結論からお話しますと、なんと、この裁判では会社が勝ちました。それは次のような理由からです。
- 残業に協力する社員と協力しない社員では、会社に対する寄与度、貢献度に差がある
↓ - よって残業の頻度の差を考課対象にすることは合理性がある
このように裁判所は判断をしました。そうすると、みなさんの中には「残業することを(残業させることを)奨励するのか!」と、同意しづらいと感じる人もいるかも知れません。
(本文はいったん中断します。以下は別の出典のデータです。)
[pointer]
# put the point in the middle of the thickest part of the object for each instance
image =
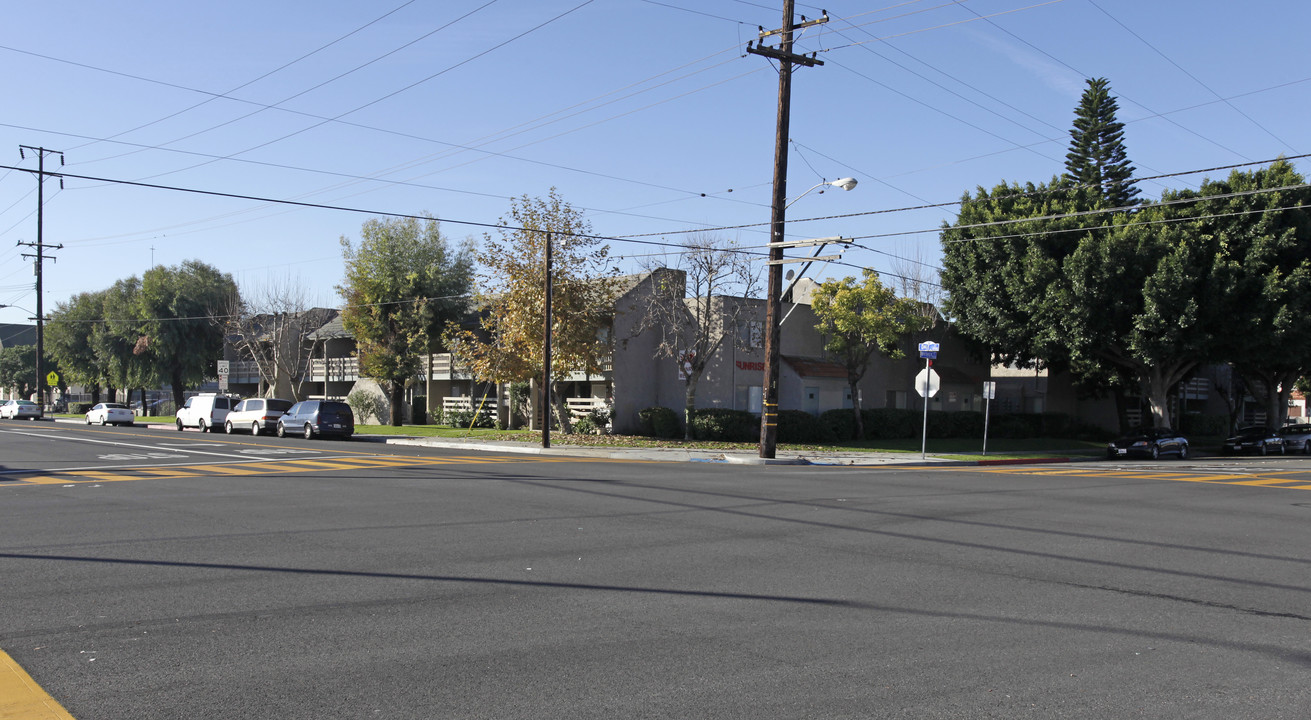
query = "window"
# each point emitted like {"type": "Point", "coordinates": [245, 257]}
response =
{"type": "Point", "coordinates": [751, 333]}
{"type": "Point", "coordinates": [749, 398]}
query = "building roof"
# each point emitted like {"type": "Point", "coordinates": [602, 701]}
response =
{"type": "Point", "coordinates": [331, 329]}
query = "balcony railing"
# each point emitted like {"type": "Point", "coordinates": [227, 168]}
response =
{"type": "Point", "coordinates": [333, 370]}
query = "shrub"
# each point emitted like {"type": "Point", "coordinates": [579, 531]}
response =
{"type": "Point", "coordinates": [892, 422]}
{"type": "Point", "coordinates": [471, 419]}
{"type": "Point", "coordinates": [800, 426]}
{"type": "Point", "coordinates": [658, 422]}
{"type": "Point", "coordinates": [366, 404]}
{"type": "Point", "coordinates": [723, 424]}
{"type": "Point", "coordinates": [1011, 426]}
{"type": "Point", "coordinates": [841, 424]}
{"type": "Point", "coordinates": [966, 424]}
{"type": "Point", "coordinates": [939, 424]}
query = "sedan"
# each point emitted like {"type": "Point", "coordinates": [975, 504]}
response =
{"type": "Point", "coordinates": [1149, 442]}
{"type": "Point", "coordinates": [1295, 438]}
{"type": "Point", "coordinates": [110, 413]}
{"type": "Point", "coordinates": [1255, 439]}
{"type": "Point", "coordinates": [15, 409]}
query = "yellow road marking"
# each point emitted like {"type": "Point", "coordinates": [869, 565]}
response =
{"type": "Point", "coordinates": [268, 467]}
{"type": "Point", "coordinates": [21, 698]}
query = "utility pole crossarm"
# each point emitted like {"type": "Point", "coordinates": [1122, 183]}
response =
{"type": "Point", "coordinates": [809, 60]}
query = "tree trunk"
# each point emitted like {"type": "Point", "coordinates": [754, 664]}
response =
{"type": "Point", "coordinates": [1159, 382]}
{"type": "Point", "coordinates": [557, 399]}
{"type": "Point", "coordinates": [178, 388]}
{"type": "Point", "coordinates": [855, 408]}
{"type": "Point", "coordinates": [396, 399]}
{"type": "Point", "coordinates": [690, 401]}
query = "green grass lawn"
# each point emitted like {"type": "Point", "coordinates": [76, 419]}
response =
{"type": "Point", "coordinates": [964, 449]}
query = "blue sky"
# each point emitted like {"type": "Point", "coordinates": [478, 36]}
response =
{"type": "Point", "coordinates": [648, 114]}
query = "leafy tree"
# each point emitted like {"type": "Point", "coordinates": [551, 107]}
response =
{"type": "Point", "coordinates": [1002, 268]}
{"type": "Point", "coordinates": [1263, 244]}
{"type": "Point", "coordinates": [1141, 302]}
{"type": "Point", "coordinates": [1097, 158]}
{"type": "Point", "coordinates": [70, 340]}
{"type": "Point", "coordinates": [510, 344]}
{"type": "Point", "coordinates": [19, 367]}
{"type": "Point", "coordinates": [859, 318]}
{"type": "Point", "coordinates": [118, 337]}
{"type": "Point", "coordinates": [691, 318]}
{"type": "Point", "coordinates": [403, 285]}
{"type": "Point", "coordinates": [177, 321]}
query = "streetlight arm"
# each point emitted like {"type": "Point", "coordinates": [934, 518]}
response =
{"type": "Point", "coordinates": [844, 182]}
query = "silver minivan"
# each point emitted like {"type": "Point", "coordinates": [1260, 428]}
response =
{"type": "Point", "coordinates": [258, 415]}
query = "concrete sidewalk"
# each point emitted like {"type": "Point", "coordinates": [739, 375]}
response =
{"type": "Point", "coordinates": [679, 455]}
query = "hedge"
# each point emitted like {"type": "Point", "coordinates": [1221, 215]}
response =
{"type": "Point", "coordinates": [802, 428]}
{"type": "Point", "coordinates": [658, 422]}
{"type": "Point", "coordinates": [721, 424]}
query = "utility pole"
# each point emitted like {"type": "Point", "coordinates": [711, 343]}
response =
{"type": "Point", "coordinates": [785, 58]}
{"type": "Point", "coordinates": [41, 252]}
{"type": "Point", "coordinates": [546, 352]}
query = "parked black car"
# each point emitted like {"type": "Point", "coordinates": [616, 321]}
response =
{"type": "Point", "coordinates": [1255, 439]}
{"type": "Point", "coordinates": [1149, 442]}
{"type": "Point", "coordinates": [317, 417]}
{"type": "Point", "coordinates": [1295, 437]}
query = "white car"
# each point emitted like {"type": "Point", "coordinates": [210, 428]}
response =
{"type": "Point", "coordinates": [110, 413]}
{"type": "Point", "coordinates": [205, 412]}
{"type": "Point", "coordinates": [13, 409]}
{"type": "Point", "coordinates": [258, 415]}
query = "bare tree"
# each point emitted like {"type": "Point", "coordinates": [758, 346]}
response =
{"type": "Point", "coordinates": [273, 328]}
{"type": "Point", "coordinates": [695, 316]}
{"type": "Point", "coordinates": [915, 278]}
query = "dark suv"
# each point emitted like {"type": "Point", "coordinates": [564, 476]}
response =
{"type": "Point", "coordinates": [317, 417]}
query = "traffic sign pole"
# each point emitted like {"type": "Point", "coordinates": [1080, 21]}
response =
{"type": "Point", "coordinates": [923, 437]}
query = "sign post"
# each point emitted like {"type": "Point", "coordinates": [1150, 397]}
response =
{"type": "Point", "coordinates": [926, 384]}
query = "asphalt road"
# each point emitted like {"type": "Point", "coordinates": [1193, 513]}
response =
{"type": "Point", "coordinates": [154, 575]}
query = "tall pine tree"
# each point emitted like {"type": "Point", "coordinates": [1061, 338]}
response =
{"type": "Point", "coordinates": [1097, 158]}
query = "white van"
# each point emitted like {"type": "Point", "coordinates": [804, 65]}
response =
{"type": "Point", "coordinates": [206, 411]}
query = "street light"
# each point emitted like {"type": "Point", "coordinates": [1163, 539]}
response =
{"type": "Point", "coordinates": [774, 297]}
{"type": "Point", "coordinates": [844, 182]}
{"type": "Point", "coordinates": [38, 348]}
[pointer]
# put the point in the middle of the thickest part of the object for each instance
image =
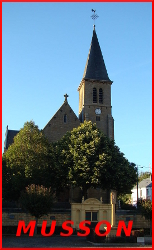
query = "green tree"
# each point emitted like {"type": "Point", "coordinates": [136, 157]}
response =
{"type": "Point", "coordinates": [143, 175]}
{"type": "Point", "coordinates": [28, 160]}
{"type": "Point", "coordinates": [95, 161]}
{"type": "Point", "coordinates": [37, 200]}
{"type": "Point", "coordinates": [145, 207]}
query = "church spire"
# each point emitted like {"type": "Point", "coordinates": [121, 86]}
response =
{"type": "Point", "coordinates": [95, 68]}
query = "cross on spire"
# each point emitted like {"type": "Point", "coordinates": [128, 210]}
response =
{"type": "Point", "coordinates": [66, 95]}
{"type": "Point", "coordinates": [94, 16]}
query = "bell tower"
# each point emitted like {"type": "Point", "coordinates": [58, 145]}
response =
{"type": "Point", "coordinates": [95, 91]}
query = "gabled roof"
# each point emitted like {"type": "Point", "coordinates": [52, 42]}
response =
{"type": "Point", "coordinates": [95, 68]}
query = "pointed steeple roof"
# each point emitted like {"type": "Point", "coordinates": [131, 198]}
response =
{"type": "Point", "coordinates": [95, 68]}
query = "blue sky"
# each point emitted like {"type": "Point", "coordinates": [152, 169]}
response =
{"type": "Point", "coordinates": [44, 52]}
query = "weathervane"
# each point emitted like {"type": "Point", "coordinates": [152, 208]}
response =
{"type": "Point", "coordinates": [94, 16]}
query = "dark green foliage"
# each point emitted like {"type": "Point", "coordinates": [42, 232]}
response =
{"type": "Point", "coordinates": [143, 175]}
{"type": "Point", "coordinates": [145, 207]}
{"type": "Point", "coordinates": [30, 159]}
{"type": "Point", "coordinates": [37, 200]}
{"type": "Point", "coordinates": [93, 160]}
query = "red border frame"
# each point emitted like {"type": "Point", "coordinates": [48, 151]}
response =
{"type": "Point", "coordinates": [1, 116]}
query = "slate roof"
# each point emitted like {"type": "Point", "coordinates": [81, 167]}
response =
{"type": "Point", "coordinates": [95, 68]}
{"type": "Point", "coordinates": [10, 134]}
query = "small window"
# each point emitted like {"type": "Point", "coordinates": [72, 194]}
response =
{"type": "Point", "coordinates": [65, 118]}
{"type": "Point", "coordinates": [100, 95]}
{"type": "Point", "coordinates": [91, 216]}
{"type": "Point", "coordinates": [98, 118]}
{"type": "Point", "coordinates": [94, 95]}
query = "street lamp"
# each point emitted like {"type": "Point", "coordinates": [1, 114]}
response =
{"type": "Point", "coordinates": [137, 183]}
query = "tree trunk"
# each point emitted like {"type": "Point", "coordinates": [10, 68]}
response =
{"type": "Point", "coordinates": [35, 232]}
{"type": "Point", "coordinates": [150, 227]}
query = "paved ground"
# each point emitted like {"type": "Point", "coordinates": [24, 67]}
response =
{"type": "Point", "coordinates": [55, 241]}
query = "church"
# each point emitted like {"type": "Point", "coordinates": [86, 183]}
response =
{"type": "Point", "coordinates": [94, 101]}
{"type": "Point", "coordinates": [94, 105]}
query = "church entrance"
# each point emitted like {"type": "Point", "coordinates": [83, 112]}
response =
{"type": "Point", "coordinates": [92, 216]}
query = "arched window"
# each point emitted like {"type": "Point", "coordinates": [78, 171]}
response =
{"type": "Point", "coordinates": [65, 118]}
{"type": "Point", "coordinates": [94, 95]}
{"type": "Point", "coordinates": [100, 95]}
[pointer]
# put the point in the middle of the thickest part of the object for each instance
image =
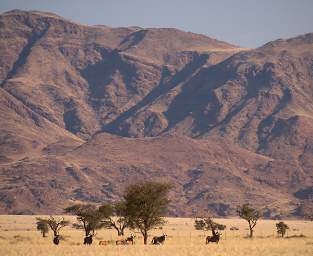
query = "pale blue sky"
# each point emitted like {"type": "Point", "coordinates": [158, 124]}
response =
{"type": "Point", "coordinates": [248, 23]}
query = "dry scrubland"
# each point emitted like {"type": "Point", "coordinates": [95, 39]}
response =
{"type": "Point", "coordinates": [19, 237]}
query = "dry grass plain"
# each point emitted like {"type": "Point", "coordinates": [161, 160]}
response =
{"type": "Point", "coordinates": [18, 236]}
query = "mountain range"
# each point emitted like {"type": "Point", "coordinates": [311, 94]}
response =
{"type": "Point", "coordinates": [87, 110]}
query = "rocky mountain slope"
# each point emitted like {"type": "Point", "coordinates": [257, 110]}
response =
{"type": "Point", "coordinates": [86, 110]}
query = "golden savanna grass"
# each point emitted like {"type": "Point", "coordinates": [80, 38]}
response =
{"type": "Point", "coordinates": [18, 236]}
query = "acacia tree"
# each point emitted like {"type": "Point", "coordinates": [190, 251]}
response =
{"type": "Point", "coordinates": [117, 218]}
{"type": "Point", "coordinates": [146, 203]}
{"type": "Point", "coordinates": [281, 228]}
{"type": "Point", "coordinates": [55, 224]}
{"type": "Point", "coordinates": [249, 214]}
{"type": "Point", "coordinates": [208, 224]}
{"type": "Point", "coordinates": [42, 226]}
{"type": "Point", "coordinates": [89, 217]}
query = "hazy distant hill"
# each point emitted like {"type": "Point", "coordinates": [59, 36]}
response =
{"type": "Point", "coordinates": [225, 125]}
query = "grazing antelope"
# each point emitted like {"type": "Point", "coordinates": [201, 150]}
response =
{"type": "Point", "coordinates": [130, 239]}
{"type": "Point", "coordinates": [213, 239]}
{"type": "Point", "coordinates": [56, 240]}
{"type": "Point", "coordinates": [157, 240]}
{"type": "Point", "coordinates": [104, 242]}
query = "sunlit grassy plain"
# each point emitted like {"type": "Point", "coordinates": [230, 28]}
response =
{"type": "Point", "coordinates": [18, 236]}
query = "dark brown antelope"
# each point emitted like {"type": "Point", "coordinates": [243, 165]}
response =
{"type": "Point", "coordinates": [157, 240]}
{"type": "Point", "coordinates": [213, 239]}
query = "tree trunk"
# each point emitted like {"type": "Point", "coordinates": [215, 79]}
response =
{"type": "Point", "coordinates": [251, 232]}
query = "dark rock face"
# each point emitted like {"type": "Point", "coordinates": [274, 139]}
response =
{"type": "Point", "coordinates": [224, 124]}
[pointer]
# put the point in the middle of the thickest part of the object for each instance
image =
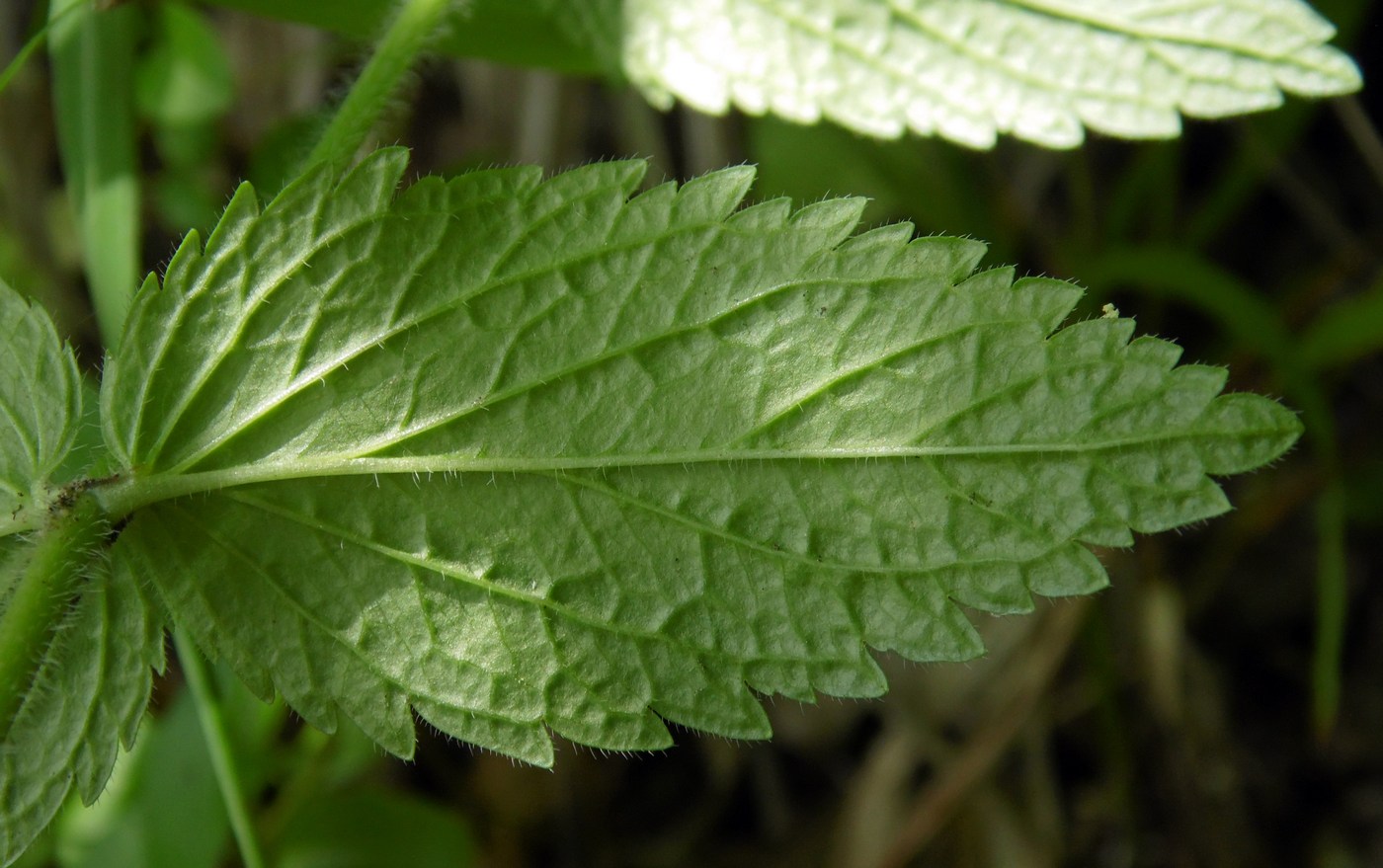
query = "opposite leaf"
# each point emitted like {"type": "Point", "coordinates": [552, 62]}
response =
{"type": "Point", "coordinates": [87, 698]}
{"type": "Point", "coordinates": [970, 69]}
{"type": "Point", "coordinates": [528, 455]}
{"type": "Point", "coordinates": [41, 408]}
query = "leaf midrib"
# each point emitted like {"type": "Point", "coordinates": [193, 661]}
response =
{"type": "Point", "coordinates": [122, 498]}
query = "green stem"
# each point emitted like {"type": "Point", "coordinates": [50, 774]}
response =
{"type": "Point", "coordinates": [411, 30]}
{"type": "Point", "coordinates": [50, 578]}
{"type": "Point", "coordinates": [218, 747]}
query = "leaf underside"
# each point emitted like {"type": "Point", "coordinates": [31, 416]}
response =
{"type": "Point", "coordinates": [529, 455]}
{"type": "Point", "coordinates": [970, 69]}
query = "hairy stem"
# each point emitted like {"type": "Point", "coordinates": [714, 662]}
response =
{"type": "Point", "coordinates": [41, 594]}
{"type": "Point", "coordinates": [218, 747]}
{"type": "Point", "coordinates": [411, 30]}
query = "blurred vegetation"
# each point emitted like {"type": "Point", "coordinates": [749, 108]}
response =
{"type": "Point", "coordinates": [1221, 705]}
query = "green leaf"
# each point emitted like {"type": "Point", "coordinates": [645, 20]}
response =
{"type": "Point", "coordinates": [87, 698]}
{"type": "Point", "coordinates": [970, 69]}
{"type": "Point", "coordinates": [41, 410]}
{"type": "Point", "coordinates": [534, 455]}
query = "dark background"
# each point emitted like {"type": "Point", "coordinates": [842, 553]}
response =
{"type": "Point", "coordinates": [1164, 722]}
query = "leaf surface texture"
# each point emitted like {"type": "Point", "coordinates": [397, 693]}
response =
{"type": "Point", "coordinates": [93, 680]}
{"type": "Point", "coordinates": [531, 456]}
{"type": "Point", "coordinates": [971, 69]}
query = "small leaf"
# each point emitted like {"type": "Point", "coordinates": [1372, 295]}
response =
{"type": "Point", "coordinates": [526, 455]}
{"type": "Point", "coordinates": [41, 408]}
{"type": "Point", "coordinates": [970, 69]}
{"type": "Point", "coordinates": [87, 698]}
ただ、この裁判では、実は「残業しない」だけでなくこの社員の「態度」も問題とされたのです。具体的には、次のような感じでした。
- 勤務中にしばしば休憩をとっていた
- 終業30分前になると新たな作業を行わなかった
- 作業効率の改善や向上に対する取り組みが消極的であった
いかがでしょうか。もしかするとこれでしたらみなさんの中にも納得される人がいるかも知れませんね。
ただ、ここで誤解の無いようにお話しますと「残業しない社員を評価しない」ことをおすすめしているわけではありません。当然ながら、社員の中には事情があって残業できない人もいるでしょうし、仕事と同じくらいプライベートを大切にしている人もいるでしょう。ともすれば「残業をしている社員=頑張っている」という雰囲気のある会社もたまにあったりしますが残業をしていない社員が別の部分で頑張っているのであればその部分を評価すべきです。例えば、残業できないからこそ仕事の効率を重視して、時間内にテキパキと仕事をこなす人もいます。
注意が必要なのは「残業しないことを当然の権利として過剰に主張する社員」です。また、私のお客様からは上司の側も、働き方改革の影響か「必要な残業も頼めない(頼みづらい)」というご相談をいただく機会も増えました。
繰り返しになりますが体を壊してしまうような過剰な残業はもちろん論外です。そして、法律上、正しい残業である必要もあります。その上で、「適正な残業」を考えてみても良いのではないでしょうか(くれぐれも残業を推奨しているわけでも、残業しないことを否定しているわけでもありません。念のため)。